Pour les chasseurs, focalisés sur la prospection de nouvelles opportunités chez de nouveaux clients, on recherche la persistance, la résistance à l’échec, un dynamisme qui flirte avec l’audace et parfois avec l’agressivité (bien qu’on s’en défende officiellement) et une grande autonomie organisationnelle. Aujourd’hui, on parle plus volontiers de SDR (sales development representatives) sur la phase initiale de vente (qualification et prise d’un premier rendez- vous), la transformation de l’essai jusqu’à la conclusion de l’affaire étant confiée à des chasseurs plus seniors, les AE (account executives).

Les éleveurs (AM, account managers et/ou CSM, customer success managers) ont pour mission de soigner le client et de faire croître sa consommation. Les qualités requises sont plus relationnelles, empathiques, perçues comme moins confrontantes que celles demandées aux hunters.

Turnover supérieur

Le turnover des chasseurs (25 à 30%) est bien plus important que celui des éleveurs (10 à 15%), preuve déduite que ce métier exigeant n’est pas fait pour tout le monde et que seuls les meilleurs survivent. Sauf que même ces meilleurs finissent quasiment tous par abandonner les fonctions de chasse lorsqu’on leur propose un poste de développement commercial.
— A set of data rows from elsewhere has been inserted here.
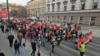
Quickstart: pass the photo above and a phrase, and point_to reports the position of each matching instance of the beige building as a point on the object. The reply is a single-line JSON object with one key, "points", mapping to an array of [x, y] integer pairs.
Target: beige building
{"points": [[36, 8], [85, 12]]}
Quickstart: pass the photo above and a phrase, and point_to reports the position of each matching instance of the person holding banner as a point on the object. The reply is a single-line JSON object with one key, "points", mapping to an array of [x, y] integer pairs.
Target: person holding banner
{"points": [[82, 49]]}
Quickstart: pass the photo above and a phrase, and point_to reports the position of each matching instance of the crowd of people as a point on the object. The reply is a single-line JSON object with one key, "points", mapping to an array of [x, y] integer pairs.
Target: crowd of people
{"points": [[39, 33]]}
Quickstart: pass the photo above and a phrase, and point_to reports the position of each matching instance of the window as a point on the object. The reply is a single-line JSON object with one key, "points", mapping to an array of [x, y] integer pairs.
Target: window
{"points": [[48, 6], [92, 21], [64, 19], [83, 5], [48, 17], [52, 17], [73, 7], [48, 1], [58, 6], [81, 19], [53, 6], [95, 4], [65, 5]]}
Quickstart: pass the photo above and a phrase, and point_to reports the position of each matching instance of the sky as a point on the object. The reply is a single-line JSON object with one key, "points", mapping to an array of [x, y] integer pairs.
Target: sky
{"points": [[18, 2]]}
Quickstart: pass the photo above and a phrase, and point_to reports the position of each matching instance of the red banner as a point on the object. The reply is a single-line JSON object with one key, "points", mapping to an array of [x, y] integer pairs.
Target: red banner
{"points": [[4, 14]]}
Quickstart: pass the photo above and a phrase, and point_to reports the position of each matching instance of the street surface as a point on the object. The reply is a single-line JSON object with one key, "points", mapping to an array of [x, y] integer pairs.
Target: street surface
{"points": [[67, 48]]}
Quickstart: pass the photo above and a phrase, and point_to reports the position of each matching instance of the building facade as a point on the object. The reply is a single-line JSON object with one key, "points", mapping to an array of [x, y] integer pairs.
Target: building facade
{"points": [[85, 12], [36, 8]]}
De génération en génération, on se persuade ainsi chez les vendeurs que la chasse est surtout une mission ingrate qu’on refile aux juniors pour qu’ils se fassent les dents, avant de proposer à ceux qui auront fait leurs preuves une gestion plus long terme de leurs comptes clients. La prospection devient alors une tâche avilissante que les plus aguerris estiment dégradante et indigne de leur statut. Il est temps de tordre le cou à ce modèle viriliste qui occulte une réalité bien moins reluisante.
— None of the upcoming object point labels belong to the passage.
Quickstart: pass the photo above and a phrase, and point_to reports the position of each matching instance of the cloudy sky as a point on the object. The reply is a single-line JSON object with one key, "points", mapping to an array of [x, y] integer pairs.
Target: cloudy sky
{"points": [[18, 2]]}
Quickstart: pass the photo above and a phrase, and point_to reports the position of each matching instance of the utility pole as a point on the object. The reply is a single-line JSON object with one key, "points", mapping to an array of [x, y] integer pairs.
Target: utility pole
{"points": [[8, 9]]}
La prospection, c’est l’hygiène commerciale. Comme le brossage des dents

Il est évidemment nécessaire de chercher à acquérir de nouveaux comptes, ne fût-ce que pour compenser l’érosion naturelle du capital client des entreprises. Le taux d’attrition moyen (perte annuelle de clients) est de 15 à 20% en Europe occidentale (contre 10% aux Etats-Unis), ce qui signifie qu’une entreprise qui n’engrange pas entre 20 et 25% de clients supplémentaires par an fait virtuellement du surplace.

La prospection pour tous

La prospection, c’est l’hygiène commerciale. Comme le brossage des dents, ce n’est certes pas l’exercice quotidien le plus amusant, il est néanmoins indispensable à l’entretien d’une bonne santé et devient une routine dont les effets sont hautement profitables. Plutôt que déléguer cet effort à une poignée de jeunes prédateurs, il importe de responsabiliser et d’impliquer chaque membre d’une force commerciale dans l’effort de renouvellement des clients de l’entreprise. Tout le monde devrait savoir prospecter efficacement et y consacrer un peu de temps et d’énergie.

Mais il y a plus préoccupant: nous tenons en fait la lorgnette par le mauvais côté. Nous ne manquons pas d’excellents chasseurs, nous manquons d’abord surtout de vrais éleveurs! Le besoin chronique d’efforts violents de prospection provient d’un défaut de performance des farmers dont le vrai rôle n’est hélas pas assez bien expliqué et mis en valeur.

Dans l’ensemble, ces farmers prennent correctement soin de leurs portefeuilles clients. Ils se montrent disponibles pour leurs interlocuteurs habituels, sont réactifs à leurs demandes et font de leur mieux pour garantir à leurs clients un service à la hauteur de leurs attentes. Ils entretiennent un chiffre d’affaires actif. Sauf qu’entretenir et cultiver sont deux notions différentes. Entretenir, c’est prendre soin de l’existant, à périmètre fixe. En somme, c’est le minimum attendu de la part d’un commercial. Cultiver, c’est développer, provoquer plus d’occasions de faire grandir la relation, les opportunités.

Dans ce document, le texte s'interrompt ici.